Under California election law, Issa said, "more votes will be counted than federal law allows to be counted."

The state has not yet responded to the lawsuit in court.

However, a collection of activist groups, including the League of Women Voters, Vet Voice Foundation and the California Alliance for Retired Americans, have intervened in the case, in opposition to Issa's lawsuits.

They claim allowing Issa to win would result in legal votes not being counted and voters being disenfranchised. They noted more than 80% of voters in California cast ballots by mail.

To this point, no one has filed a motion to dismiss the lawsuit. In an order issued June 2, U.S. District Judge Andrew G. Schopler called for such a motion to be filed on June 11. Schopler directed all replies to that motion to be filed by July 28, and all replies to those responses to be filed by Aug. 27.

In an order posted on May 16, Schopler indicated that "any motion to dismiss in this case must address the standing and ripeness issues" which were discussed in court at a hearing that same date.
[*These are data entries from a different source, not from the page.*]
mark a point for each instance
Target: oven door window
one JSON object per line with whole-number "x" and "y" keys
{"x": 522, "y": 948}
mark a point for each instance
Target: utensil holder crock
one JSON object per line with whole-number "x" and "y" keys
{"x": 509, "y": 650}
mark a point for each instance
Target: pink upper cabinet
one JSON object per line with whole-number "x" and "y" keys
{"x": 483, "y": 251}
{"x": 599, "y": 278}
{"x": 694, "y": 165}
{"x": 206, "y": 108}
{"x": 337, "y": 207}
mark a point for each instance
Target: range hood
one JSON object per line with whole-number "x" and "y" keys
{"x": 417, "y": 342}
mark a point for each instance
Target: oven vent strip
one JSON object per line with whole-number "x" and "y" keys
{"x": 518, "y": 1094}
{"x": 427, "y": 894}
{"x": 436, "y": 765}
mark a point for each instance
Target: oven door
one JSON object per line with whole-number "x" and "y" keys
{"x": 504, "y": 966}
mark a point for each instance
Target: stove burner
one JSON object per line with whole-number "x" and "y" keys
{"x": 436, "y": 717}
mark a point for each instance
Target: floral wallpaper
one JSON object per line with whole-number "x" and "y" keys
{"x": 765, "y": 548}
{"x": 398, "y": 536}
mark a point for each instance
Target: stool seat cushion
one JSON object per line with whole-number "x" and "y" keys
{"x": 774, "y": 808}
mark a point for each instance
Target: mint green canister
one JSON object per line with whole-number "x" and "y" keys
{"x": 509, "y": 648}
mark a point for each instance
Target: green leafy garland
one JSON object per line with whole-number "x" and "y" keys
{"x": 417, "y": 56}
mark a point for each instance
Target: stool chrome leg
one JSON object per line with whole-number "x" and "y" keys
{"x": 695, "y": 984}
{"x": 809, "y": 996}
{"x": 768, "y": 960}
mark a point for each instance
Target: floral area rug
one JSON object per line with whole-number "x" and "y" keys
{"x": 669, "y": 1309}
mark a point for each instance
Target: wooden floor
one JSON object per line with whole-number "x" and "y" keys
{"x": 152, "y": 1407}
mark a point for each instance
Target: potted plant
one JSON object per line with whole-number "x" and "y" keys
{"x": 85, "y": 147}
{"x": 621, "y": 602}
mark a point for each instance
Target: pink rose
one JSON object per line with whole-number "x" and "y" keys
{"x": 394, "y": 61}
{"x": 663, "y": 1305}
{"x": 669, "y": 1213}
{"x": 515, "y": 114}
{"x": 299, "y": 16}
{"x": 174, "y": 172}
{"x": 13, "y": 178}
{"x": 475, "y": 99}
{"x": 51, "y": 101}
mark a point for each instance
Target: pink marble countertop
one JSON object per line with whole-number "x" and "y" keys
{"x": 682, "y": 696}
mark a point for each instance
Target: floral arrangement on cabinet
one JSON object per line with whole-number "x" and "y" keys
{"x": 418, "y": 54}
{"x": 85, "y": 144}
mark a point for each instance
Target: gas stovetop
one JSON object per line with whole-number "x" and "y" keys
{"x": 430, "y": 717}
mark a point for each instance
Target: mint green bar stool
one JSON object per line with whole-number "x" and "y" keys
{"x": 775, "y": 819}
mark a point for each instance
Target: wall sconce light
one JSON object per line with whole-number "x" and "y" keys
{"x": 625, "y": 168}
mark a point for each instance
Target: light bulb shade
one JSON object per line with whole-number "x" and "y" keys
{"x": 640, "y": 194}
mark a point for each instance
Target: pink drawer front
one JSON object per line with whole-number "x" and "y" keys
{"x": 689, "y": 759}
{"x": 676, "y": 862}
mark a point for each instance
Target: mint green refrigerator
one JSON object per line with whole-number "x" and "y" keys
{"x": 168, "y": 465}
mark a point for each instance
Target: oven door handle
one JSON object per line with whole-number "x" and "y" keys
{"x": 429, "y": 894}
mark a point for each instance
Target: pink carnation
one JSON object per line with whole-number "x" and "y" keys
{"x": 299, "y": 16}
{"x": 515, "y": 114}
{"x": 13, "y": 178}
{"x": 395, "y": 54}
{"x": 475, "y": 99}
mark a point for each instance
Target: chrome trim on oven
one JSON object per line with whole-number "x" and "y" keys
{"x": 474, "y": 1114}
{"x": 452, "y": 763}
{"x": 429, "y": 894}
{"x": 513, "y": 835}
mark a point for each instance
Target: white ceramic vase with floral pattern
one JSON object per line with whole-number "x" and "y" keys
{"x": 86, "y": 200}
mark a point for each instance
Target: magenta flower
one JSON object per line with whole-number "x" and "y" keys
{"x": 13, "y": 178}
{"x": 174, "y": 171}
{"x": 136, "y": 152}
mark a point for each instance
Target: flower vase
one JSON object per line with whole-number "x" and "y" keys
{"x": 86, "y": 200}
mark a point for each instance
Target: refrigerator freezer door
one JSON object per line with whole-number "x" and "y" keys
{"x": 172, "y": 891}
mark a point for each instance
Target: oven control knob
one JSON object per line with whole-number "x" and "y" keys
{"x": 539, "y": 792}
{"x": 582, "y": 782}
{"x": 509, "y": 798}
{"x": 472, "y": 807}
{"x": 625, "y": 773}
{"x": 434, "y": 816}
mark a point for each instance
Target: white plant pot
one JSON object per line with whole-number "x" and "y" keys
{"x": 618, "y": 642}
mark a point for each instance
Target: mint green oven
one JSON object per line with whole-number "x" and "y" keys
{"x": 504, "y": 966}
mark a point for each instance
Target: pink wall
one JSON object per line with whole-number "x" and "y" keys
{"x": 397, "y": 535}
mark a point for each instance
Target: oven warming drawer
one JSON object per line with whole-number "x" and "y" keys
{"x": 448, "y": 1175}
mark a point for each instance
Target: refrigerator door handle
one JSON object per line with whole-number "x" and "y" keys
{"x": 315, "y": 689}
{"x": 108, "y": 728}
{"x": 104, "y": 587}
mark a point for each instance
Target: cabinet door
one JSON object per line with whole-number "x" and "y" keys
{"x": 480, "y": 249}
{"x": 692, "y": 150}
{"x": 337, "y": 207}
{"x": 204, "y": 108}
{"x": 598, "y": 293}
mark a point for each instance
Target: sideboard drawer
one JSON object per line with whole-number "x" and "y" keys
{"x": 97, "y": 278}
Likely, those "standing and ripeness issues" would be similar to those that led to the Illinois judges to reject Bost's lawsuit against that state's vote-by-mail law.

However, those questions are likely to be addressed by the U.S. Supreme Court in coming months. The court has not yet scheduled oral arguments in the Illinois case, but such arguments are likely to be held sometime in the period of October 2025 to April 2026.

In response to the Supreme Court's agreement to hear Bost's case, Fitton said: “It is an injustice that the courts would deny a federal candidate the ability to challenge an election provision that could lead to illegal votes being cast and counted for two weeks after Election Day.

“The Supreme Court’s decision to hear this case is a critical opportunity to uphold federal law, protect voter rights, and ensure election integrity."